Menu

#34 improve usability on slow content

SVN
closed-accepted
nobody
None
5
2014-09-10
2014-05-22
No

The attached series of patch improve MComix on big and/or slow archives (like HD PDF files), for which a single page extraction can take seconds.

The break down is as follow:

[PATCH 1/12] minor cleanup in file handler:

Remove dead code.

[PATCH 2/12] improve logging traces:

Add thread name for easier multi-threading debugging.

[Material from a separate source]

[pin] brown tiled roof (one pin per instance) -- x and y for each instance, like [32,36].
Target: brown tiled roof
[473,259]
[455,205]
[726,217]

[PATCH 3/12] add debug trace on thread join at exit

[PATCH 4/12] small cleanup in file_handler

Remove unnecessary call to imagehandler.close after a call to
close_file (which already calls it).

[PATCH 5/12] fix callback helper code

Currently, with the following code:

from mcomix import callback

class Test:

    @callback.Callback
    def callback(self, data):
    pass

t1 = Test()
t1.callback += lambda str: sys.stdout.write('t1: %s\n' % str)
t2 = Test()
t2.callback += lambda str: sys.stdout.write('t2: %s\n' % str)

t1.callback('1')
t2.callback('2')

The output is:

t1: 1
t2: 1
t1: 2
t2: 2

Which means that the callbacks are called across object instances! This
fix the callback code so that callbacks are correctly bound to their
object. In the example above the output becomes:

t1: 1
t2: 2

[PATCH 6/12] add worker thread class

[PATCH 7/12] rework extractor and page cache threading:

Improve threading so pages around the current selected one are given
priority for extraction and caching. This prevent possible long waits
when starting to read far from the beginning, or when jumping (forward
or back) many pages. Previously this was only handled when starting to
read an archive, and never updated when changing page: if the archive is
big and/or extraction is slow, the extractor thread could take a long
time to catch up to the current page.

[PATCH 8/12] avoid possible long hang in page selection dialog:

If a page is not yet available, don't wait for it so we can create the
preview, as it may hang the interface for a considerable time
(minutes) when the archive is and big and/or the extraction is slow.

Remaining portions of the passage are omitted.